Dirt Music
- First edition cover
- Author: Tim Winton
- Language: English
- Publisher: Picador
- Publication date: 2001
- Publication place: Australia
- Pages: 465
- ISBN: 0-330-36323-9
- OCLC: 48561064
- Dewey Decimal: 823/.914 22
- LC Class: PR9619.3.W585 D57 2001

= Dirt Music =

Novel by Tim Winton

Dirt Music is a 2001 novel by Tim Winton. A 2002 Man Booker Prize shortlisted novel and winner of the 2002 Miles Franklin Award, it has been translated into Russian, French, German, Dutch, and Swedish. The harsh, unyielding climate of Western Australia dominates the actions and events of this thriller.

==Plot summary==
Georgie, the heroine of the book, becomes fascinated while watching a stranger attempting to poach fish in an area where nobody can maintain secrets for very long. Disillusioned with her relationship with the local fisherman legend Jim Buckridge, she contrives a meeting with the stranger and soon passion runs out of control between two bruised and emotionally fragile people.
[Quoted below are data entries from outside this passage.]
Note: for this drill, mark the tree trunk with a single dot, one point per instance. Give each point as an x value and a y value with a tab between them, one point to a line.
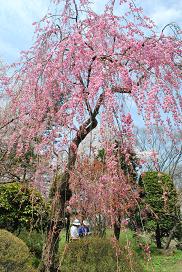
50	259
117	228
158	236
61	195
170	237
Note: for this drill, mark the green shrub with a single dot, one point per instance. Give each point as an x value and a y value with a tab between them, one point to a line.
22	207
94	254
160	197
14	254
34	240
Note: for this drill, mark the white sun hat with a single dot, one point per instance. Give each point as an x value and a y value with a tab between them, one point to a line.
86	223
76	222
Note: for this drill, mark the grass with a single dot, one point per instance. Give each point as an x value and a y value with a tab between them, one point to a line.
159	262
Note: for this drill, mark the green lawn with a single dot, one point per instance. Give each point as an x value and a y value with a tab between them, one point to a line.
159	262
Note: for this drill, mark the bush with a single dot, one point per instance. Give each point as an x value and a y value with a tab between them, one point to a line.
22	207
14	254
34	240
94	254
160	197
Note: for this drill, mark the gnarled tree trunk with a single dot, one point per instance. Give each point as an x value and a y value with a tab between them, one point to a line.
49	261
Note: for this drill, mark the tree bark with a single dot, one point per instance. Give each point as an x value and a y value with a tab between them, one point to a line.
63	194
158	236
117	228
170	236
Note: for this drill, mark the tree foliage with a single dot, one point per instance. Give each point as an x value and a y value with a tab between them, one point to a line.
22	207
15	255
160	201
82	65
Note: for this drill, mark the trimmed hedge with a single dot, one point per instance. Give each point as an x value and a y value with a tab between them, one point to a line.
14	254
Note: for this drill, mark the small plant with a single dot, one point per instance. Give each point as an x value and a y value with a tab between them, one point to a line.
14	254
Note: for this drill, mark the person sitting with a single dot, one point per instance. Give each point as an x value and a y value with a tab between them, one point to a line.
84	229
74	229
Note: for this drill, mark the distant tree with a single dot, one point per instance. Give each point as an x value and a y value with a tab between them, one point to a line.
22	207
160	212
167	150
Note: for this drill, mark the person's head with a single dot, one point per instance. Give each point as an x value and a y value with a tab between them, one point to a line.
86	223
76	223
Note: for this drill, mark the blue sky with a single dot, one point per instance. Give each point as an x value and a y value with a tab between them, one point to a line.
16	17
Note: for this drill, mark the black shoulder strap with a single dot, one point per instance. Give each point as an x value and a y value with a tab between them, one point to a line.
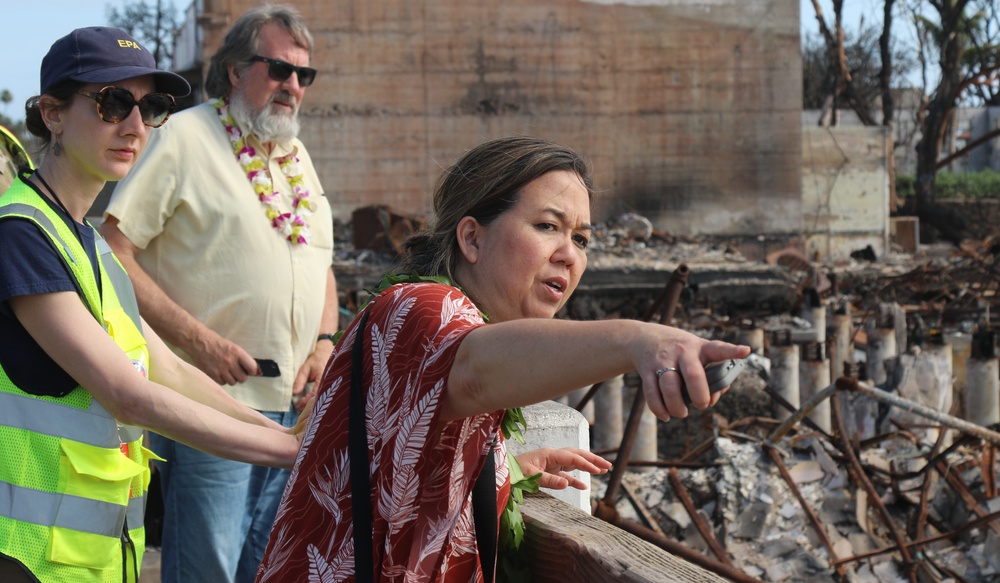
484	492
484	515
357	435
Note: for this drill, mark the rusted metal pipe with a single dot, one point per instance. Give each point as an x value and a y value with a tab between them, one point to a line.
670	294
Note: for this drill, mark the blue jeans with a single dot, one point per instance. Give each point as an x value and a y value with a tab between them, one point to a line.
217	513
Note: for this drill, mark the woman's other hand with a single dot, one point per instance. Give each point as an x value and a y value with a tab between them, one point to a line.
667	364
554	465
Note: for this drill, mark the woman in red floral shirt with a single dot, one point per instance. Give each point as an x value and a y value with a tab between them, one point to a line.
509	239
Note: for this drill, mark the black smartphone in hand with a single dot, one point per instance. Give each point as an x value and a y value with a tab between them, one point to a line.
268	368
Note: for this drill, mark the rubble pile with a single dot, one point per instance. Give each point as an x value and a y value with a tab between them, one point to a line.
913	501
797	510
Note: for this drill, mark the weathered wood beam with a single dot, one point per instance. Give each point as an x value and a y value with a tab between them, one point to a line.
567	544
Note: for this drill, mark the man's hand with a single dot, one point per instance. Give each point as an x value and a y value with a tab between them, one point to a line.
226	362
311	371
554	465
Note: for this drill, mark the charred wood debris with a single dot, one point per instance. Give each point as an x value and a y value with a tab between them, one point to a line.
892	488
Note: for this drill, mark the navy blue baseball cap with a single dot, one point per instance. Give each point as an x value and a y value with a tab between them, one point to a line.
100	54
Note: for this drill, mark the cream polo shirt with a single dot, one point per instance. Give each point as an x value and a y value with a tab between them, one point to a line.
205	239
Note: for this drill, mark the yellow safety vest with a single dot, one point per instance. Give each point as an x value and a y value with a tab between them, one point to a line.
12	156
71	504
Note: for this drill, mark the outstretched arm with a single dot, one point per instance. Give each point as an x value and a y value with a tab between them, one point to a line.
224	361
516	363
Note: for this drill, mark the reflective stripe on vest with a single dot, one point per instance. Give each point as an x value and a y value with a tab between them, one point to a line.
76	513
94	427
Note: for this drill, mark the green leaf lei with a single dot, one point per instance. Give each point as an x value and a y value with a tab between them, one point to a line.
511	566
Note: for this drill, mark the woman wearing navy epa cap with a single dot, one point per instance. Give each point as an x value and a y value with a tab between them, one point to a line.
81	375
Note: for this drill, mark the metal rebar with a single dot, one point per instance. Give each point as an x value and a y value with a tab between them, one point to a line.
924	541
672	292
857	472
852	384
689	555
813	518
799	415
703	529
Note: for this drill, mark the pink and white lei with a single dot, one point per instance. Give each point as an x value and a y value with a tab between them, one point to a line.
292	225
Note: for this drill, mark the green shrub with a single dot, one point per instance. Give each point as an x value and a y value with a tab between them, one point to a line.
984	184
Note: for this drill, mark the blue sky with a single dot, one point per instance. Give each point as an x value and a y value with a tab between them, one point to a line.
31	26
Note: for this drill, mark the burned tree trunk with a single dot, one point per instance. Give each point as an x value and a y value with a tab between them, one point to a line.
937	115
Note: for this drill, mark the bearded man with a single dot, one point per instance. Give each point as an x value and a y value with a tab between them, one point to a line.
228	238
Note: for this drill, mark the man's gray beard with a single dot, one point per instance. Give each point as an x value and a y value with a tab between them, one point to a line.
267	126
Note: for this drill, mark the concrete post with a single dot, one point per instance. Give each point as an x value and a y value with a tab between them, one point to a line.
752	337
982	397
842	341
608	421
784	358
924	376
814	312
881	347
551	424
983	393
961	351
814	376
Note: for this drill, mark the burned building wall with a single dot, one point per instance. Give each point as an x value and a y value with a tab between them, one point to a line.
688	109
845	190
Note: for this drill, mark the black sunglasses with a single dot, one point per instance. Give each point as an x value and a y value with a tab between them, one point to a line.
280	70
115	104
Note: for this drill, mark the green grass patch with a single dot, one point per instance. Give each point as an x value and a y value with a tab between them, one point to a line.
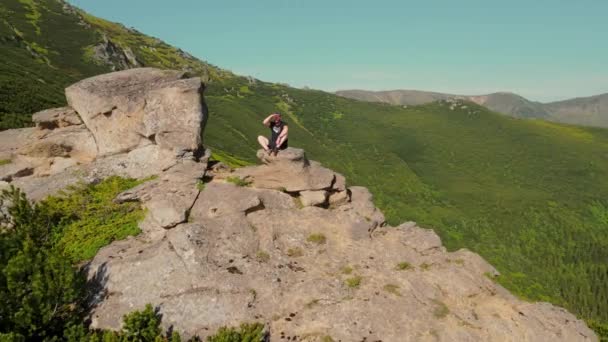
295	252
483	181
317	238
404	265
90	219
200	185
441	310
228	159
393	289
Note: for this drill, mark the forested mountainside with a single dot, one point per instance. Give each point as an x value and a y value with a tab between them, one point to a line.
529	196
586	111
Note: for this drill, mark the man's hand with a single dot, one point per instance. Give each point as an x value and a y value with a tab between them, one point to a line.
268	119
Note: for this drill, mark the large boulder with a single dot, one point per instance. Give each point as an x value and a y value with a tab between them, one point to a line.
313	274
128	109
134	123
290	170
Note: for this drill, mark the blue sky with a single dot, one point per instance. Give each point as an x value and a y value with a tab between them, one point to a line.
544	50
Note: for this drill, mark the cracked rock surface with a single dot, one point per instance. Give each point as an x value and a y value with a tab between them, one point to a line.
297	249
253	254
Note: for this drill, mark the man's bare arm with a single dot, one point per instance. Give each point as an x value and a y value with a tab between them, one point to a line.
283	136
266	121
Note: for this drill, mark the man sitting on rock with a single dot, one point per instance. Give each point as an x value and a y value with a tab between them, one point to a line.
278	134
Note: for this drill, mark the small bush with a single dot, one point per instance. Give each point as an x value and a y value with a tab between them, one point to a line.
262	256
246	332
200	185
141	325
238	181
424	266
347	270
91	220
354	282
402	266
317	238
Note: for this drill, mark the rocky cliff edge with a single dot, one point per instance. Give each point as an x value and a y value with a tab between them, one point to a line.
285	243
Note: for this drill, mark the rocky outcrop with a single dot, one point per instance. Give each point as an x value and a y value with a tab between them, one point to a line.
134	123
254	253
138	107
286	243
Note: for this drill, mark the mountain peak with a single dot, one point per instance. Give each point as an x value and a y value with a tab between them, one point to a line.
286	243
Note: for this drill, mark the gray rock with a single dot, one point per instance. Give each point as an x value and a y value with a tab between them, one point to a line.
313	198
132	108
170	197
12	140
338	198
247	256
290	171
361	202
56	118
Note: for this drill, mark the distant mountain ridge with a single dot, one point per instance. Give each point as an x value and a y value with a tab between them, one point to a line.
587	111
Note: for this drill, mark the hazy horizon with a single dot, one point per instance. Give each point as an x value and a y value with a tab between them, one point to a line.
543	51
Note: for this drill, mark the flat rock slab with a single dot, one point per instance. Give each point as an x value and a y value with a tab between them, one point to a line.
170	197
312	198
289	171
127	109
12	140
56	118
247	255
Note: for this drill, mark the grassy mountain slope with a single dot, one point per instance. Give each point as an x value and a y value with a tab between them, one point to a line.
587	111
530	196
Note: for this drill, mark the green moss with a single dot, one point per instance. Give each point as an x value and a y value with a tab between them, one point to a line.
347	270
244	90
317	238
238	181
34	14
91	220
295	252
404	265
228	159
353	282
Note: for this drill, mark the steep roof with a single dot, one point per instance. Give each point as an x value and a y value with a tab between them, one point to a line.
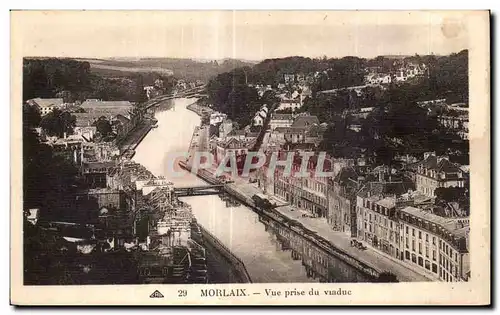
346	174
439	164
447	223
122	119
84	119
281	117
290	129
386	188
236	132
305	121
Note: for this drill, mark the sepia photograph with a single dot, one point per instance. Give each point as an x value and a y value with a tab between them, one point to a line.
250	156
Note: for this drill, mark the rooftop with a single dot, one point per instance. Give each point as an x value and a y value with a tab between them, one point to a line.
449	224
47	102
305	121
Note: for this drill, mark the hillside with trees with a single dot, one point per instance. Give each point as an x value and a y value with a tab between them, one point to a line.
76	81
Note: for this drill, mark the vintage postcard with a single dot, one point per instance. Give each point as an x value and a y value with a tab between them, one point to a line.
250	158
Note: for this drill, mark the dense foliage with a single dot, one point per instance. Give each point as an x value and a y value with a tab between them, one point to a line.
49	179
58	123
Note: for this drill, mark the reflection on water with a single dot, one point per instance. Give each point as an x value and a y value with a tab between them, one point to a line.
267	253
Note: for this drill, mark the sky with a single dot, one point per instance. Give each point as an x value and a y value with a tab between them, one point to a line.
249	35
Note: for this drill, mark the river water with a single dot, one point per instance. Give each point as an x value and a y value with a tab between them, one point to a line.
237	226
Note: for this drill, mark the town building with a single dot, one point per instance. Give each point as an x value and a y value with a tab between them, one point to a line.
376	214
308	193
46	105
289	134
217	118
280	120
457	122
435	172
342	194
231	146
289	104
85	126
225	128
304	120
434	244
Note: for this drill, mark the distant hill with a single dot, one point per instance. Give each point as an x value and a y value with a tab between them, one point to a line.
186	69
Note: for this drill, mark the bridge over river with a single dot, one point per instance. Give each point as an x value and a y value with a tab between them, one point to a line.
198	190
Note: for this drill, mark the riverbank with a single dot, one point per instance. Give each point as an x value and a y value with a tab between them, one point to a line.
236	270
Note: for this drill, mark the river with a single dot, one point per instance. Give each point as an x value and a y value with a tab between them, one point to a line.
237	226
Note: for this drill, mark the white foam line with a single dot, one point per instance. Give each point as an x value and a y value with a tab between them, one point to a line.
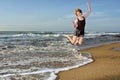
52	71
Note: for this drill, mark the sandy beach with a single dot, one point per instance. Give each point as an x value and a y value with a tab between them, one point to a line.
106	65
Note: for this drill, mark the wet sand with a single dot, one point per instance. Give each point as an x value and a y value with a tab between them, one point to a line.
106	65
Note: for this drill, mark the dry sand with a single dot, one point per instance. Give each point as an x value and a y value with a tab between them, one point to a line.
106	65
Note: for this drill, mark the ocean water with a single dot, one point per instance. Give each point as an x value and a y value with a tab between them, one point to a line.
34	55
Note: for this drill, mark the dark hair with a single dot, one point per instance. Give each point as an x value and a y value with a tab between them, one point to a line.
77	10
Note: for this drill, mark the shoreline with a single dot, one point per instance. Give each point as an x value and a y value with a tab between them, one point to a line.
104	67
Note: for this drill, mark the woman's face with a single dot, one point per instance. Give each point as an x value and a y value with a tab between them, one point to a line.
78	13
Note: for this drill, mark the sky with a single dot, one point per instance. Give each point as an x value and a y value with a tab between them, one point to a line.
58	15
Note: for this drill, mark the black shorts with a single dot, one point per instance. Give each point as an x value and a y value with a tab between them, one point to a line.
78	33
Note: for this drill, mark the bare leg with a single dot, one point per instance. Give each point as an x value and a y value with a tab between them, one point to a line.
72	40
80	41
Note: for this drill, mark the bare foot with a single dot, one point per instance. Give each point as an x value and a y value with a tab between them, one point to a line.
67	35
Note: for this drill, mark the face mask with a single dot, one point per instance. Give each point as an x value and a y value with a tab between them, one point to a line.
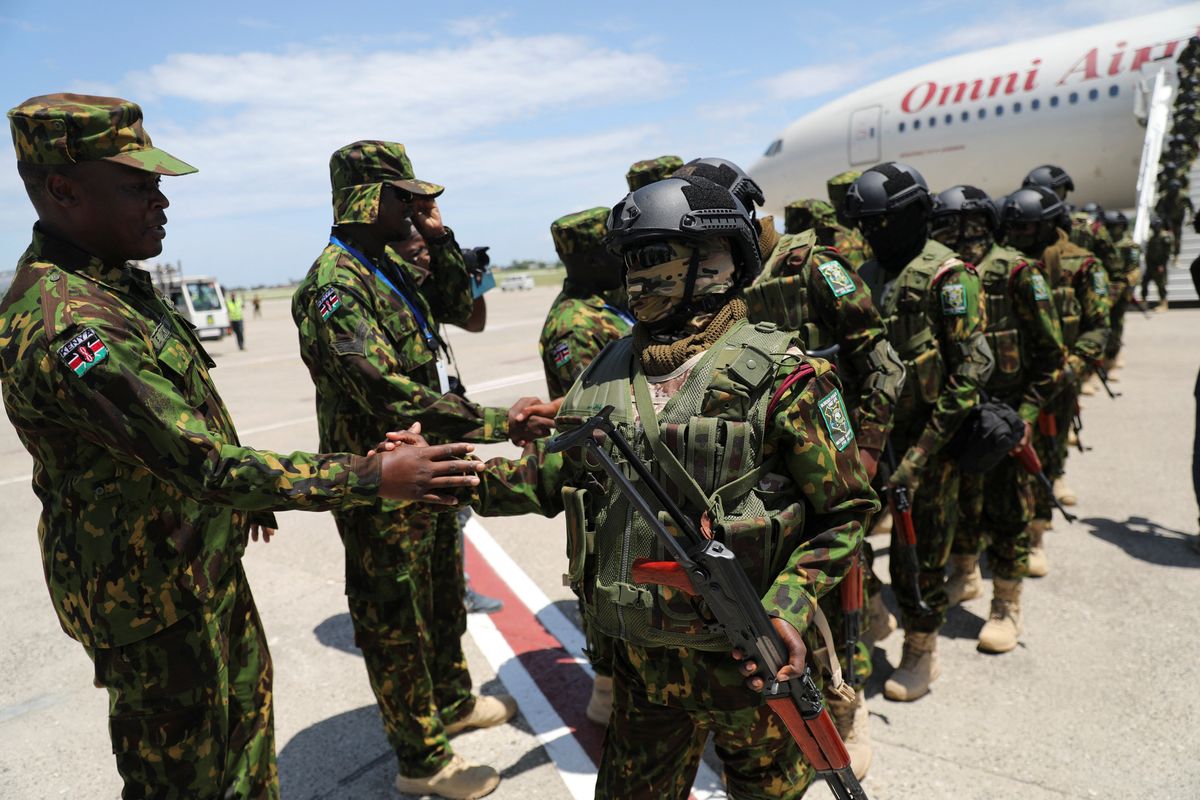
657	277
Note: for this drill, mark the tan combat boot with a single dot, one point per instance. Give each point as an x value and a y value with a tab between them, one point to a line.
600	703
853	726
1038	564
880	621
459	780
489	713
965	582
1003	625
918	667
1065	493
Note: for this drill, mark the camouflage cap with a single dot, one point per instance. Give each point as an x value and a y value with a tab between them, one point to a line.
359	172
839	185
807	214
65	128
645	173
The secret quickly becomes impossible to hide, and Jim wants revenge, whilst the poacher hikes north via Wittenoom (out of respect for his father who died of mesothelioma in the town) and Broome, to an island off the remote coast of Kimberley, beyond Kununurra, so as to escape a confrontation. His subsequent struggles to survive in the hostile environment, knowing that he must try to literally cover his tracks, give this book its gripping denouement.

==Reviews==
A review by Leigh Mytton on the BBC describes Winton's characterisation as "incisive" that he "intersperses raw and vernacular language with lyrical passages ... Throughout the novel, it is the indomitable force of nature that pervades."

Paul Daley in The Sydney Morning Herald wrote, "Dirt Music is an Australian novel. But it's not gentle or tame and there's nothing quaint about it. Family dysfunction, loneliness and alcoholism in Winton's part of the world - the harsh, beautiful West Australian coast - are among the elements of this raw, tender and disquieting love story."

Jules Smith, for the British Council, writes that in Dirt Music Tim Winton, "brings his human and environmental themes together in ways that are always intensely realized and touching".

== Awards ==
- 2001 Western Australian Premier's Book Award Premier's Prize - Book of Year
- 2001 Western Australian Premier's Book Award Premier's Prize - Fiction
- 2001 Good Reading Award, 2001
- 2002 Australian Booksellers Association Book of the Year Award
- 2002 Man Booker Prize for Fiction (shortlist)
- 2002 Miles Franklin Award
- 2002 New South Wales Premier's Literary Award, Christina Stead Prize for Fiction
- 2002 Kiriyama Pacific Rim Book Prize, Fiction, 2002 – shortlist

==Album==
Tim Winton and Lucky Oceans chose the music for the book's "soundtrack". Released in CD form in Australia in 2001, the two disc set includes both bluegrass and classical music. The music is embodied by a quote from the book: "Anything you could play on a verandah. You know, without electricity. Dirt music."

==Film adaptation==
A film adaptation, Dirt Music, directed by Gregor Jordan, was released in September 2019. It featured Kelly Macdonald and Garrett Hedlund in the lead roles.

A proposed adaptation was in development as early as 2009, with Phillip Noyce as the prospective director. In 2014, Noyce admitted that development had ceased, because "I could never get a script that I thought captured the poetry of the novel... A poetic novel is ... difficult to translate into a movie. It’s a project I’ll come back to I’m sure in the future."